Plusieurs articles lus sur le site de Libe qui sont vraiment durs avec le film.

«Intouchables»? Ben si…
Par GÉRARD LEFORT, DIDIER PÉRON, BRUNO ICHER
Bisounours.Enorme succès, la comédie sociale bien pensante d’Eric Toledano et Olivier Nakache, déploie tous les unanimismes du moment. Visite guidée.


Au lendemain de la troisième Journée mondiale de la gentillesse, entre Intouchables et Indignés, nous sommes pris dans les deux mâchoires d’un même étau : dire du mal, c’est pas bien. La comédie d’Eric Toledano et Olivier Nakache, sortie le 2 novembre, n’est déjà plus un film mais, du haut de ses plus de 2 millions d’entrées, un de ces fameux phénomènes de société qui contraint à se poser la question de l’unanimité. Intouchables, la polysémie du mot est riche : elle désigne la plus basse extraction dans le système indien des castes, pas touche aux intouchables, parias et maudits. Mais toucher aux Intouchables ce serait aussi toucher aux Incorruptibles (the Untouchables en VO) avec le risque afférent de se prendre, au mieux, une baffe. Touche pas aux Intouchables, comme on dit «Touche pas à mes potes !» Osons cependant que le succès du film est le fruit d’un conte de fées cauchemardesque : bienvenue dans un monde sans. Sans conflits sociaux, sans effet de groupe, sans modernité, sans crise. A ce titre, en cet automne, il est LE film de la crise, comme si la paralysie d’un des deux personnages principaux n’était pas seulement celle du film, mais celle d’un pays immobilisé et de citoyens impotents à qui il ne resterait plus que leurs beaux yeux pour rire et pleurer. Le beau et plat pays des Bisounours raconté par un film terriblement gentil. Visite guidée en sept symptômes.

L’histoire, c’est vrai

A deux reprises, Intouchables souligne que «ceci est une histoire vraie». Une première fois dès le générique, comme des centaines d’autres films qui trouvent dans cette formule magique la légitimité indiscutable de leur propos. Peu importe la manière dont cette histoire va être racontée, elle est «vraie». Avec ces Intouchables, on est donc aimablement priés, un flingue émotionnel sur la tempe, de s’attendrir sur la situation respective des deux personnages, l’un grand bourgeois dans un corps cabossé (tétraplégie), l’autre, black de banlieue, abonné au chômage. Au cas où les larmes ne seraient pas montées par litres aux yeux des spectateurs, une dernière couche est apposée au générique de fin. Les «vrais» personnages, ceux qui ont inspiré Omar Sy et François Cluzet, Philippe Pozzo di Borgo et Abdel Sellou, surgissent comme une sorte de preuve à l’appui.
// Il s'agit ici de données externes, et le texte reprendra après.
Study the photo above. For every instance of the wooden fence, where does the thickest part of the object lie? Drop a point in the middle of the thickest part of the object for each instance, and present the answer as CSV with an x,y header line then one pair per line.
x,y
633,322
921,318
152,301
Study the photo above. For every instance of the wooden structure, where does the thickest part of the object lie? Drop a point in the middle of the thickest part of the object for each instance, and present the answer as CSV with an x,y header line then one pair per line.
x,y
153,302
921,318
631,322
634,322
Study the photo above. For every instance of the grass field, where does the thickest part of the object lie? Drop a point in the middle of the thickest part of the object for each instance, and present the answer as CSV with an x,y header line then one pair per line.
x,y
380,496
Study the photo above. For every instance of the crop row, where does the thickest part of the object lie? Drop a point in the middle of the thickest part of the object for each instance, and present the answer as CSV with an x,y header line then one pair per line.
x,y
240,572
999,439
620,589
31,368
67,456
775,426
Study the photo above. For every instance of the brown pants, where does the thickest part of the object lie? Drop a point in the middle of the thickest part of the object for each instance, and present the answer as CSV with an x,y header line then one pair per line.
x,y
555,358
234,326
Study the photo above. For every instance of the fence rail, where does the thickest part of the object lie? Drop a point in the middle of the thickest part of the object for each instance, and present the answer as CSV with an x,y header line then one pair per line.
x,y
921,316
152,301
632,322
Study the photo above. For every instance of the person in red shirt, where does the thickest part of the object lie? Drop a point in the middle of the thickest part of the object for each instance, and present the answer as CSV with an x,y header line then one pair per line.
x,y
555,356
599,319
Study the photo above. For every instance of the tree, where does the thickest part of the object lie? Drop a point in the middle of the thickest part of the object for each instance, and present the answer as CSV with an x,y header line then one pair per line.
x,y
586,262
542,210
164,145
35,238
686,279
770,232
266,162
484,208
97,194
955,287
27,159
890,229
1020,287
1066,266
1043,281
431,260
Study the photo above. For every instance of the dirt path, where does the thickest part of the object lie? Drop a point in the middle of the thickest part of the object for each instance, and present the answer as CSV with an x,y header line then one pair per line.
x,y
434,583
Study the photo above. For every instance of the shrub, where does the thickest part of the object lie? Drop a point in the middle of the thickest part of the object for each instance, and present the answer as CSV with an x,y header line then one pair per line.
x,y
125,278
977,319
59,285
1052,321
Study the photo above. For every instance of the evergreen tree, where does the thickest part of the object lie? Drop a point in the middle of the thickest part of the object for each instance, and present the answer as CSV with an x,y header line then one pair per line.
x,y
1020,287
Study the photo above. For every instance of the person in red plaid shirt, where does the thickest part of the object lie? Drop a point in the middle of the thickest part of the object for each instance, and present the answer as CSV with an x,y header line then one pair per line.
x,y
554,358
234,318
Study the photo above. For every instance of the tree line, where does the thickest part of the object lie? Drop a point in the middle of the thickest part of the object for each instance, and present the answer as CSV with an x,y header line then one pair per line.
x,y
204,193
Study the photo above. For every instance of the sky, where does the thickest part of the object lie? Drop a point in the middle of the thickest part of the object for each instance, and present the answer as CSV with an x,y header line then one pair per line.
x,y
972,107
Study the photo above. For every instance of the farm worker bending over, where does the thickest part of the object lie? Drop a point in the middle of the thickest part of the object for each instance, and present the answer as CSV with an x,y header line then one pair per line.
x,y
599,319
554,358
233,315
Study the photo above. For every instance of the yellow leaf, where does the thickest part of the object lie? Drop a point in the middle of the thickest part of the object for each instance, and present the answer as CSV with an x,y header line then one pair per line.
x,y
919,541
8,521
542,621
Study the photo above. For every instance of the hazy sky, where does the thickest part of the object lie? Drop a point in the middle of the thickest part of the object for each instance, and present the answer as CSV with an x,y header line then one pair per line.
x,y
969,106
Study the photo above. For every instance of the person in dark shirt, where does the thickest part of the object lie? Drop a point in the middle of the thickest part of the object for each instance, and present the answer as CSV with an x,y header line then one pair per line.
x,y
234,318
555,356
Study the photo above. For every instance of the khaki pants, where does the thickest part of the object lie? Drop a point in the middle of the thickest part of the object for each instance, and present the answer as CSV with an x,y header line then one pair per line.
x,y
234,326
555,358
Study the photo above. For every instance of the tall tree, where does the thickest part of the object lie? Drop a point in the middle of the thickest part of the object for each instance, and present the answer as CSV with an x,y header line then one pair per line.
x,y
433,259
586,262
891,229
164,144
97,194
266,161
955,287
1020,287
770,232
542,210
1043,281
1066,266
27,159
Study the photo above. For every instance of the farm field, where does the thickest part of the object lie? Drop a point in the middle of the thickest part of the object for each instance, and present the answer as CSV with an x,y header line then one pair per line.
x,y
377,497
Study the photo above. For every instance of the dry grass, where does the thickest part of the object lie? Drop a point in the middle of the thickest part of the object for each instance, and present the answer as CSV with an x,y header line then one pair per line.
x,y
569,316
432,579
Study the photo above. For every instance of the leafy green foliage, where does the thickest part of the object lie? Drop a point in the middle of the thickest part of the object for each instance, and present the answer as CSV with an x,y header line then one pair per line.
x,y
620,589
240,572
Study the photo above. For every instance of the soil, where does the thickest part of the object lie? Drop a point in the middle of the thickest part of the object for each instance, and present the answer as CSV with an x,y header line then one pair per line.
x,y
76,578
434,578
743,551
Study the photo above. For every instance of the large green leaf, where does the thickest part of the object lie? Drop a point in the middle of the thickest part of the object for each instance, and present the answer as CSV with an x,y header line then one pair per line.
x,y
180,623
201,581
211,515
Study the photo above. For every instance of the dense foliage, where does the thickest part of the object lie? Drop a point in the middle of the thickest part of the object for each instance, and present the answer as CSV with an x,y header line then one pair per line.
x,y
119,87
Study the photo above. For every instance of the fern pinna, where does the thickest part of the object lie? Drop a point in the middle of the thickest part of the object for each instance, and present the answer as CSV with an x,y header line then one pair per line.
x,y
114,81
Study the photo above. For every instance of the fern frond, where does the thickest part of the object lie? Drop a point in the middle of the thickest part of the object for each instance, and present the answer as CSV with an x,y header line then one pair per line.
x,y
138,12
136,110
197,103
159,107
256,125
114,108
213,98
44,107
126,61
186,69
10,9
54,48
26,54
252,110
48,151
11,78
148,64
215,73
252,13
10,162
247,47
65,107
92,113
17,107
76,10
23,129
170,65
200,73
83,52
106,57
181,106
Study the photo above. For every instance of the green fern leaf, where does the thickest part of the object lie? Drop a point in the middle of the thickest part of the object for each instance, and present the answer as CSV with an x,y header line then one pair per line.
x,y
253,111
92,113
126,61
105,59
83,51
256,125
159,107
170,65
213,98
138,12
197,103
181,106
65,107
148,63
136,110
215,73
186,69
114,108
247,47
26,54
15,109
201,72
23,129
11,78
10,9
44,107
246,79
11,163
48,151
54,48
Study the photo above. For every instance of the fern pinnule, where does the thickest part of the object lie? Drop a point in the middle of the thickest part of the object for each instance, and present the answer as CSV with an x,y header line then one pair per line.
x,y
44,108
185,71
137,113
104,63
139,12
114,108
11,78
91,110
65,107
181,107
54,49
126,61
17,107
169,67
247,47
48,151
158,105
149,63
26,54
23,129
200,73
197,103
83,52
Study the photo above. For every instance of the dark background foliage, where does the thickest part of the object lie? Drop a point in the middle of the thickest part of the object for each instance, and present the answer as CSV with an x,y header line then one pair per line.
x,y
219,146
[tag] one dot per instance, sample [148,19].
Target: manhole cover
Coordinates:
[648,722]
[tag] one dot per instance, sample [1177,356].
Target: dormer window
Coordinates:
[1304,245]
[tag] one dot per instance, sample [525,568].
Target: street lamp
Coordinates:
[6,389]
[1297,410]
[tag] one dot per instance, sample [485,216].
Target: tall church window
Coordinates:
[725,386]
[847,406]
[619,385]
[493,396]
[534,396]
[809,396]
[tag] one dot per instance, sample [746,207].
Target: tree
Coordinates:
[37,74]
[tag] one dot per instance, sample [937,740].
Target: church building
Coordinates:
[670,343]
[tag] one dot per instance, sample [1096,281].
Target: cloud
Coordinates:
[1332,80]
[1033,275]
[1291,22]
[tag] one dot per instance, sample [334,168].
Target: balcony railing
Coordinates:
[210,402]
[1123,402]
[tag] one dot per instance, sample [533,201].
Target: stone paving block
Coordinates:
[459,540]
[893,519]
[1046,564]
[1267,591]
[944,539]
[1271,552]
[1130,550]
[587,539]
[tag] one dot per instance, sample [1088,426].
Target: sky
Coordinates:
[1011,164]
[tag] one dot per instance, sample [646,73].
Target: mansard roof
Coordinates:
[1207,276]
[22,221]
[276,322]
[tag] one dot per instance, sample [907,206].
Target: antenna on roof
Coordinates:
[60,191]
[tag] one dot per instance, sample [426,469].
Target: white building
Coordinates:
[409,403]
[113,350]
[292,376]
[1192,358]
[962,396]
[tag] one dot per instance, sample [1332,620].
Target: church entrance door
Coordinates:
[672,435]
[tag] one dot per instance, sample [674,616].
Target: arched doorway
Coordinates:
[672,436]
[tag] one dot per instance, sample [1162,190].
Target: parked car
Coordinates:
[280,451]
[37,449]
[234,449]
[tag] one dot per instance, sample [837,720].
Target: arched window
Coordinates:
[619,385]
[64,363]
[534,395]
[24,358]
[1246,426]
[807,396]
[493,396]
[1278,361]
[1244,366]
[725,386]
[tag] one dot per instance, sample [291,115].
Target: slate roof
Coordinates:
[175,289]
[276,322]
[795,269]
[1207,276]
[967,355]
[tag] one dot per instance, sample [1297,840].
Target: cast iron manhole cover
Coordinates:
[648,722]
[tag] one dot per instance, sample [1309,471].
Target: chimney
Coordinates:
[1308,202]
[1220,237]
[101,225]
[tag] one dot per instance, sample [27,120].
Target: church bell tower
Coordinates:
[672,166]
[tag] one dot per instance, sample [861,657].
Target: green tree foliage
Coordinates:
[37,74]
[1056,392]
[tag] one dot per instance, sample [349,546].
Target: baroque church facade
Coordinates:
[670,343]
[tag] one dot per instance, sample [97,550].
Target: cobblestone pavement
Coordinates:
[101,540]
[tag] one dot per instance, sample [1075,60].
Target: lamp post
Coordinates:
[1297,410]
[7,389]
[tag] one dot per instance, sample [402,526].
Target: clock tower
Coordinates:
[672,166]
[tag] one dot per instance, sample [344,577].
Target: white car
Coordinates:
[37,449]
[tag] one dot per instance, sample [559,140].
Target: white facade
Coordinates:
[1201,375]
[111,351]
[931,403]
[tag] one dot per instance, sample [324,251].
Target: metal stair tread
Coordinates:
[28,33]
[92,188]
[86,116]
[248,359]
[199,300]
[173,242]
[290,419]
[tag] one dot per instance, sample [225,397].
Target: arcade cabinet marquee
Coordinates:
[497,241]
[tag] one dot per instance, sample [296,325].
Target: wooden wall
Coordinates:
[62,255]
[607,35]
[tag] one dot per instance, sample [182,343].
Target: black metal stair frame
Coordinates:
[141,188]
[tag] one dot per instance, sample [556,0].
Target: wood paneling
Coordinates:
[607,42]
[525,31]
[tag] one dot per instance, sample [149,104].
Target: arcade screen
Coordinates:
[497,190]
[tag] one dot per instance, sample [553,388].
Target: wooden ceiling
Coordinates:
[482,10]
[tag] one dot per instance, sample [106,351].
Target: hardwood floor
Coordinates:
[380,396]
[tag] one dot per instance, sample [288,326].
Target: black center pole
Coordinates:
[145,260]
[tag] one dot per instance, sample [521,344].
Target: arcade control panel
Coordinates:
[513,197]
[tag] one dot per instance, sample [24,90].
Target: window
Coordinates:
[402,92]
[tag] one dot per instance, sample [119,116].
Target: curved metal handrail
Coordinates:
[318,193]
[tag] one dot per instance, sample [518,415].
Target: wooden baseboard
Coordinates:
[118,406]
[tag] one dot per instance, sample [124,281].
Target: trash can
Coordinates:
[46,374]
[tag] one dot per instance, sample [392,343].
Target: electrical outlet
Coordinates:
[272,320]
L’expression de «chantage au vécu» reprend plus que jamais de la vigueur.

La lutte, c’est pas classe

Intouchables promeut l’union sacrée des riches et des pauvres confrontés à leur échelle aux adversités de l’existence. La fable abolit la méfiance qui règne entre classes sociales et la remplace par un mélange de bonhomie et de sans-gêne. Personne n’exploite personne et les écarts de fortune ne sont jamais un problème ou même un facteur de frustration (du côté des employés). La comédie sociale française organise régulièrement ces rencontres entre bourgeois et prolos. On l’a vu dans les Femmes du 6e étage de Philippe Le Gay, ou récemment dans Mon Pire Cauchemar d’Anne Fontaine (une galeriste d’art et un beauf alcoolo doivent cohabiter au nom de l’amitié entre leurs enfants). Le plaisir collectif pris à ce type de fiction, c’est sans doute que le conflit global entre mondes sociaux (le thème de la domination) est ramené à une série d’incompréhensions factuelles et faciles à surmonter. Les antagonismes deviennent des quiproquos, les sources de révolte finissent en éclat de rire.

L’argent, c’est gentil

Philippe est milliardaire, Driss pointe au Pôle Emploi. Mais on se saura jamais combien ça leur rapporte à l’un ou à l’autre. Ni le montant du salaire octroyé au second pour devenir l’employé du premier. Quant à l’origine de la fortune du tétraplégique logeant dans un hôtel particulier à Paris… Boursicoteur, escroc financier, marchand d’armes, héritier ? A deux reprises cependant, il est question de certaines sommes. Lors d’une estimation d’un tableau d’art contemporain (plus ou moins 50 000 euros) et, surtout, lorsqu’il s’agit de rétribuer les débuts de Driss dans la peinture : 11 000 euros pour sa première toile, le compte est bon sous nos yeux en grosses coupures. Un black payé au noir (rires ?) Sinon l’argent invisible sert à se payer une armée de domestiques, des grands restaurants, des séjours dans les palaces, des allers-retours à la montagne en jet privé, des vêtements de luxe. Pour information, la Maserati, très présente à l’écran, dans le rôle du véhicule principal, coûte environ 130 000 euros.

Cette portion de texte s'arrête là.